I did write. I’m stubborn and obstinate, and I needed it so badly. I wanted it so much. I still do. Writing is a burning urge that overrides all my fears. But sooner or later, the pen has to be put down, and reality rushes in. I don’t fit in.
Being a writer costs money – and doesn’t actually earn much. That grinding, dull, badly paid day job was still necessary.
It was suggested I go on a writing retreat, where I could meet other writers and get some lessons. It cost more than I earn in a month. I didn’t have money to enter competitions. I couldn’t take time off work to go on research trips. I couldn’t take six months off work to write. I couldn’t even afford to print out my work to send out to people. When I was published, I couldn’t afford to take leave to do tours to promote my books. I couldn’t afford the subscriptions to societies and magazines and libraries I was told I ought to join. Every time I took a day off to do a talk, I lost a day’s pay, and had to borrow to meet the rent.
But it’s not just the money. It’s the assurance that comes with being a different class. As a working class child, I was always outside the party, looking in.
We didn’t have a wide circle of friends in influential roles. I never had the chance to meet other people in the publishing industry, through a friend of a friend, or at a party. I only met people who worked in jobs like mine. I didn’t even know where to start. Even if I’d made it to the right places, I wouldn’t have known how to behave. What do I do? Where do I stand? Who do I talk to? What do I talk about? What do I wear? People bought up in that kind of life have a certainty in the way they behave. They know they are saying and doing the right thing. They were taught poise and grace and charm as a child. They didn’t spend their childhood scraping together pennies found on the street for sweeties, or avoiding knife fights. They were taught how to walk across a crowded room in the certain knowledge they are meant to be there. I was taught to keep my head down, be quiet, don’t get in anyone’s way.

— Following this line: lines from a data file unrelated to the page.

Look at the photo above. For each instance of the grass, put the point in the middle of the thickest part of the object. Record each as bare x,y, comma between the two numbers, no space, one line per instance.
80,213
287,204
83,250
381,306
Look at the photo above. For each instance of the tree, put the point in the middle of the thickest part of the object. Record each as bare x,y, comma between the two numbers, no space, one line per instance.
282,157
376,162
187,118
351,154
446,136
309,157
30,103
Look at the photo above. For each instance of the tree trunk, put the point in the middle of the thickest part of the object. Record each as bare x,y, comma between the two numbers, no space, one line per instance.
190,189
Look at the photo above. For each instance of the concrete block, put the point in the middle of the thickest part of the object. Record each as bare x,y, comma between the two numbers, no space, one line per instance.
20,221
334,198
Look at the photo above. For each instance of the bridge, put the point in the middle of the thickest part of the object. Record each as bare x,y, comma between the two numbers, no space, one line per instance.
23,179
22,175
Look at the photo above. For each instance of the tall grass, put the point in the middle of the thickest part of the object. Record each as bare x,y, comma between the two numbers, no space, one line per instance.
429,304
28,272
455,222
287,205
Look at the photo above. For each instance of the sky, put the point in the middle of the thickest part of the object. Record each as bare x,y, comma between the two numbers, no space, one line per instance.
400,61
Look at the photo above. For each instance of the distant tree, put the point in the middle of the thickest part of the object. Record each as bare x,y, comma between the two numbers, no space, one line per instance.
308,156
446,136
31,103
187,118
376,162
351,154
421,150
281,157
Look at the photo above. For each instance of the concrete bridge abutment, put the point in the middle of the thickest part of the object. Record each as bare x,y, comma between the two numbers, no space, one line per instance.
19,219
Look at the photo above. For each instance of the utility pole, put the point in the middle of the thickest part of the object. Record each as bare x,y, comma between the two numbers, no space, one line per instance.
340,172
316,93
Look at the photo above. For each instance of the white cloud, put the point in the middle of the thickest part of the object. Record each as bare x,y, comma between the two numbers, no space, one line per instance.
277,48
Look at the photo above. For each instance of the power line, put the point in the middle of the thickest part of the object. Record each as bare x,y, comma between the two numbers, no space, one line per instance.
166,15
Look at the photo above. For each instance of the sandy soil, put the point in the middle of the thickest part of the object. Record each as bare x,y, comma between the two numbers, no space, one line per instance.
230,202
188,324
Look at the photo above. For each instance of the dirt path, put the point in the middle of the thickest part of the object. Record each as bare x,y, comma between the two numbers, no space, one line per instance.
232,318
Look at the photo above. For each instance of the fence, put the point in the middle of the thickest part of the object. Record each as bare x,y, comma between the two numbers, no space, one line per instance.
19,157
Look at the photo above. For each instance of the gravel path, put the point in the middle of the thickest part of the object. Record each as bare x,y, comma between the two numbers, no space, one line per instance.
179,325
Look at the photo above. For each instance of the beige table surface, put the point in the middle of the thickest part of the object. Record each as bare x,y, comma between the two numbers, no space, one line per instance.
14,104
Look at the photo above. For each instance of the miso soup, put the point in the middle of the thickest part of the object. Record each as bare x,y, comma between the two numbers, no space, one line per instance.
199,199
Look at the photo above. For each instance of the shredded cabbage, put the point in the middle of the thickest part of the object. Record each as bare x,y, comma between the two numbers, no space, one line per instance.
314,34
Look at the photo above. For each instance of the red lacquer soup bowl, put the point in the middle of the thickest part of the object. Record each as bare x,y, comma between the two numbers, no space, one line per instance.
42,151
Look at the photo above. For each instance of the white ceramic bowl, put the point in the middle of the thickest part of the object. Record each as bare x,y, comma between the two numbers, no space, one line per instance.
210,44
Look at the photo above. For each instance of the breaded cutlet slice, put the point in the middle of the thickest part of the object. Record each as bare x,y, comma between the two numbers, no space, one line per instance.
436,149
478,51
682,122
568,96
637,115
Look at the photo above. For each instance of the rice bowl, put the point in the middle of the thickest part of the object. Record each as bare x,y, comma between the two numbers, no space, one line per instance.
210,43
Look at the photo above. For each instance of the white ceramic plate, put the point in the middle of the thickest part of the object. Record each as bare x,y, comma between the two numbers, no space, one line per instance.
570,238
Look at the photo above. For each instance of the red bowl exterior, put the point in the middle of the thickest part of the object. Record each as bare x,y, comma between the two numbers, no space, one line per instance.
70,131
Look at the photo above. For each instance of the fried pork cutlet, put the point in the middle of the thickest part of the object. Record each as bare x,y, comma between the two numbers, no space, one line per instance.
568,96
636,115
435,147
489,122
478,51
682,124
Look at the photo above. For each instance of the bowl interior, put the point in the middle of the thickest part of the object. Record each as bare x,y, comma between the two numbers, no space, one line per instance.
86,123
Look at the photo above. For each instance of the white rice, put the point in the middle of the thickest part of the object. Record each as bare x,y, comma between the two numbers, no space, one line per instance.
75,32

I went to an award ceremony. I had been nominated, and I was very proud. But when I got there, I looked around at these people all in their expensive evening clothes, chatting with friends. They were all comfortable and relaxed. This was an unbelievable luxury for me, for them it was their everyday life.
I stood at the doorway in my scuffed supermarket shoes, and my best dress, five years old and held together with safety pins, and I felt shabby. I looked around at these perfect middle and upper class people, and though I could have won an award that night, I felt like I had no place here. I didn’t fit in. I just wanted to go home. All I had to recommend me was my voice, and in that place, my voice was silent.
So in my writing, I have tried to give voice to the silent.
In the books I read, people like me are either cleaners or criminals. So I try to give a voice to the historical women, the people of colour, the poor. The ones that have been overlooked. The ones that are kept silent.
There aren’t that many working class writers, especially women. She lingers on the sidelines, watching those glittering confident others, knowing she does not belong.
We are in danger of losing those silent voices forever, not out of cruelty, but out of ignorance.
We are excluded from the writer’s world, so I use my pain at not fitting in to give a place to all those others that have felt they have never fitted in, either because of class, gender, colour, religion, orientation or just being plain different. My voice may be silent in the room, but on the page I can speak for so many others who are neglected.
Michelle Birkby has always loved crime stories, and read her first Sherlock Holmes book when she was thirteen. She was given a beautiful collection of all the short stories and has been hooked with the wonderful, gas-lit, atmospheric world of crime and adventure ever since. A few years ago Michelle was re-reading The Empty House and a blurred figure in the background suddenly came into focus. It became clear to her that Mrs Hudson was much more than a housekeeper to 221b and she’d always been fascinated by Mary Watson’s character. So she set about giving the women of Baker Street a voice and adventures of their own.